Component.fdiff() is currently only implemented for components that directly inherit from one another. Internally, these values are looked up from Component.features.added and Component.features.removed as shown earlier. Eventually this will work with any two components regardless of ancestry.

Optimization behind the scenes

Feature annotations that are inherited from another component are not copied over in memory — instead they are looked up on the fly. Only added and removed features are stored. A feature is considered changed when its sequence is affected in any way. When a feature is changed, the old feature is removed and the new feature is added.

  • On-the-fly coordinate translation of unchanged features is done using translation.TranslationTable—inspired by the UCSC Chain Format.
  • Feature locations are indexed using interval.IntervalTree, currently implemented as a BST.

Combining components

Multiple components can be combined using Component.combine(). This function will either create a “source” feature annotation for each of the components that are being merged, or copy over all features from all components if copy_features=True.

>>> a = Component('Co')
>>> b = Component('Py')
>>> b.features.add(FeatureLocation(0, 3), id='python')
>>> c = Component.combine(a, b, copy_features=True)
>>> c.seq
Seq('CoPy', Alphabet())
>>> c.features
ComponentFeatureSet([Feature(FeatureLocation(ExactPosition(2), ExactPosition(5)), id='python')])

Strain inheritance

In addition to DNA components, co can track changes in haploid microbial organisms.
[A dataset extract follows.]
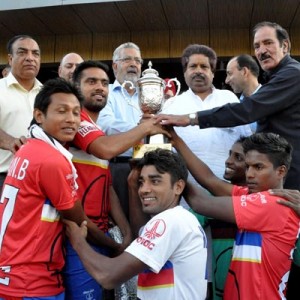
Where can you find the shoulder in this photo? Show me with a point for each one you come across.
(226, 95)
HaploidOrganism can track added, changed, or deleted DNA components—such as chromosomes or plasmids—and aggregate features contained in the strains.

Strain components

HaploidOrganism.diff() tracks how components have changed across strains:

>>> from co.organism import *
>>> from co import *
>>> genome = Component('A')
>>> alpha = HaploidOrganism('alpha')
>>> alpha.set('genome', genome)
>>> beta = HaploidOrganism('beta', parent=alpha)
>>> beta.set('genome', genome.mutate([Mutation(0, 1, 'B')]))
>>> beta.set('plasmid', Component('AGCT'))
>>> beta.diff(alpha)
Diff(added=('plasmid',), removed=(), changed=('genome',))
>>> ~beta.diff(alpha)
Diff(added=(), removed=('plasmid',), changed=('genome',))

Strain features

HaploidOrganism.features returns a organism.FeatureView which is a searchable and iterable view of all features in all components of a strain.